Burası sandığı gibi 'çok fazla seçeneğin olduğu' bir kasaba değildi. Çocukken sıkça gittiğimiz lunapark, alışveriş merkezi, gölün kenarında genelde pazar günleri piknik için tercih ettiğimiz yeşil parkımız ve kasabanın kütüphanesi de dahil olmak üzere cafelerin, alışveriş yapılabilecek küçük butiklerin konumlandığı merkez caddemiz dışında etkinlik açısından son derece kısıtlı bir kasabada yaşıyorduk.

Tipik bir İngiliz kültürü kasabaya hakimdi, herkes sıkıcı denilebilecek derecede kendi halindeydi ve lisedeki gençler haricinde eğlence peşimde koşan bir kesim bulunmuyordu. Orta yaş grubu daha çok komşuları ile barbekü partilerini tercih ediyordu.

Nüfus olarak az olmasak da sıkıcı derecede kendi halinde insanlarla yaşıyorduk. Buraya alışmakta fazlasıyla zorlanacaktı.

Bu seçenekler arasında bir seçim yapmakta çok zorlandığım için (!) onu gölün kenarına, yürüyüş yapmaya götürmeye karar verdim. Bunu seveceğine çok ihtimal vermiyor olsam bile...

"Güzel" İçine temiz havayı çekerken ellerini beline yerleştirmişti ve etrafı inceliyordu. Aldığı nefes ile birlikte gerindi, gözlerini sıkıca kapatmıştı "Fazlasıyla doğal bir ortam, bunu sevdim"
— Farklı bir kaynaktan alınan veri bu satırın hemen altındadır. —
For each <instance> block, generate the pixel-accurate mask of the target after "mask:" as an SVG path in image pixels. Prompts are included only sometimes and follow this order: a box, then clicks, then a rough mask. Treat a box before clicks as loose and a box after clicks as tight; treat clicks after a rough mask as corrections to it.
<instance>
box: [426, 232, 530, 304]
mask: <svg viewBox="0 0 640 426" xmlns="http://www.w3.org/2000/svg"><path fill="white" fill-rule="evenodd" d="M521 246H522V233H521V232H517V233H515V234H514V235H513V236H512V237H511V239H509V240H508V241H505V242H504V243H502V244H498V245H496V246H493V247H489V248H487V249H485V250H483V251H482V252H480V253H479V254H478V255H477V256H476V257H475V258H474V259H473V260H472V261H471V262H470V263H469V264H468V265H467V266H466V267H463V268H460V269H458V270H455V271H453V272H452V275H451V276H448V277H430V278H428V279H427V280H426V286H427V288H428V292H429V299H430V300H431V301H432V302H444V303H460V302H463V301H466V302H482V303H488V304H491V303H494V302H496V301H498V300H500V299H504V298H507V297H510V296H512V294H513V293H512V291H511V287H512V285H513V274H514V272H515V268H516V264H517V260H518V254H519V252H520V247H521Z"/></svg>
"Yalan söylüyorsun" kıkırdayarak cevapladım. Onu izlemek bende gülme isteğine neden oluyordu, komik bir şeyler yaptığından değil tabiki.
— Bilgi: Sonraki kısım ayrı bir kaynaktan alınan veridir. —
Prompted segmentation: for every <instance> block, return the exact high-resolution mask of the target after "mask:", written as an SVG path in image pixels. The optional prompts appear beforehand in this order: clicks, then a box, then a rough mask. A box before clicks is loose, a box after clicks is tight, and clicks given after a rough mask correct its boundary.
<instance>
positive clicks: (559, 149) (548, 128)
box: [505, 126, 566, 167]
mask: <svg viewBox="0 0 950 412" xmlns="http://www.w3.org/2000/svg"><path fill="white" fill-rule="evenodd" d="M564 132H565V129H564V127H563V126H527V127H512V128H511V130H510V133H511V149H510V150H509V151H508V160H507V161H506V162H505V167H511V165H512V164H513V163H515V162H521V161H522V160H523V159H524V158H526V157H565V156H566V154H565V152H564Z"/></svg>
"Belki evet, belki hayır. Ama sakin olmasını sevdim"

"Burayı bir de haftasonları gör. Şu an insanlar -bizim aksimize- çalışmakla meşgul oldukları için sakin"

Yürüyüş yaparken ona genel olarak buradaki insanların hayat tarzlarını anlatmaya başladım, her ne kadar ilgileniyor gibi görünse de buraya taşınmaktan nefret ettiğini anlamak zor değildi.

O sırada telefonunun çalmasıyla konuşmamız bölündü "Bana bir saniye ver, babam arıyor. Sanırım 1 saat görmeyince beni çok özlemiş"

Babasıyla konuşurken benden bir kaç adım uzaklaştı, başını bir şeylere olumlu anlamda sallıyordu. Konuşurken odaklanmış bir halde doğruca bana baktığını farkedince ona gülümsedim. O da buna gülümseyerek karşılık vermeyi tercih etmişti.

Manchester'ın standartlarını bilmiyor olsam da burada çok ilgi toplayacak bir çekiciliği vardı. Uzun boyu, kuzeyli aksanı, gamzeleri, kendinden emin duruşu ve tarzı, gülümsemesindeki o anlam veremediğim çekiciliği... Sanki bir şeytan tüyüne sahipmiş gibiydi. Enerjisinden etkilenmemek kesinlikle imkansızdı.